Garamendi expressed his concern that while “economic freefall” was averted, “the real damage has already been done to our economy, millions of Americans’ livelihoods and investor confidence.”
He said the compromise once again kicks the can down the road, “although at least this time we will have a Budget Conference Committee where hopefully members of Congress actually interested in governance can negotiate, hash out our differences and pass a lasting budget. That’s a process I’ve been calling for since April. If it is once again derailed by extremists inside and outside of Congress, we’ll face another manufactured crisis in January.”

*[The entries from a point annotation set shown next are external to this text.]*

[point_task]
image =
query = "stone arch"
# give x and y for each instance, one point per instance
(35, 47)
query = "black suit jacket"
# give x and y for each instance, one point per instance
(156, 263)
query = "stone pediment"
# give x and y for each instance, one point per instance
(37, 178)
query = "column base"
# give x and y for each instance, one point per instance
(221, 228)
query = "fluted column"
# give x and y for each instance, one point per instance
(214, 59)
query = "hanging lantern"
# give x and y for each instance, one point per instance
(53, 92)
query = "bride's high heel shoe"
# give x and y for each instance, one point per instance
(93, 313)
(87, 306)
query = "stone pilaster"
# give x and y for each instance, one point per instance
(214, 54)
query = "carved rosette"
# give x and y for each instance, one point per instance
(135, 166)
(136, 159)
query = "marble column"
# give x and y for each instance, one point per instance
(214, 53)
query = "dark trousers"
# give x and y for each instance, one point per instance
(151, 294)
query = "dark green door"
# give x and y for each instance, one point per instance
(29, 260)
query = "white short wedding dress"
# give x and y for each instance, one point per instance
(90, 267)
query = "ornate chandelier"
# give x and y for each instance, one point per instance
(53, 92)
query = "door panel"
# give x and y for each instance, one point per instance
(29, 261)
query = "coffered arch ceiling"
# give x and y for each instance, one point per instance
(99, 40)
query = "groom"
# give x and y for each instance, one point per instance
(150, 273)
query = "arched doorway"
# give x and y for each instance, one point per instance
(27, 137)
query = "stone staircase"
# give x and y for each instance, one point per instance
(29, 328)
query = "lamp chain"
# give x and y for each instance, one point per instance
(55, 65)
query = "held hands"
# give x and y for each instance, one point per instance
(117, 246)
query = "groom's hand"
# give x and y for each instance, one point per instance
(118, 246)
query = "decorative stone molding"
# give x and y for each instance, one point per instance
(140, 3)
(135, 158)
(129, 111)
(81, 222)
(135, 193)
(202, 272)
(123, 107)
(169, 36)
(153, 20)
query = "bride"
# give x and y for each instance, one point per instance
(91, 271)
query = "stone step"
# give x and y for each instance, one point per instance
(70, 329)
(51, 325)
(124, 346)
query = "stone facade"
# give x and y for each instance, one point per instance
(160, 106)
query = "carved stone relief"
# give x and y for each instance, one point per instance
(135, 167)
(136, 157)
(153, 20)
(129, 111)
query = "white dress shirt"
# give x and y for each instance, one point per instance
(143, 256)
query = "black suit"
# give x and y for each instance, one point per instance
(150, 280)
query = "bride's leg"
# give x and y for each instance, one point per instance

Garamendi said the Tea Party's action over the last three years – which he called “the reckless hostage taking of the American economy” – “is unprecedented in modern times.” He said it is harming the nation's economic recovery, destroying jobs and making international investors wonder if the United States is as safe a place to invest as it once was.
He said there are reasonable voices on both sides of the aisle that should be heard.
Moving forward, Garamendi said he's hoping the Budget Conference Committee will form a rational, bipartisan framework for funding the government.
“We can use this process to develop budgets that responsibly manage the long-term challenge of our deficit while also protecting our most vulnerable and making sure the government invests in priorities like education, infrastructure, research, and setting the stage for American manufacturing,” Garamendi said. “These are the building blocks of a healthier economy capable of creating good jobs.”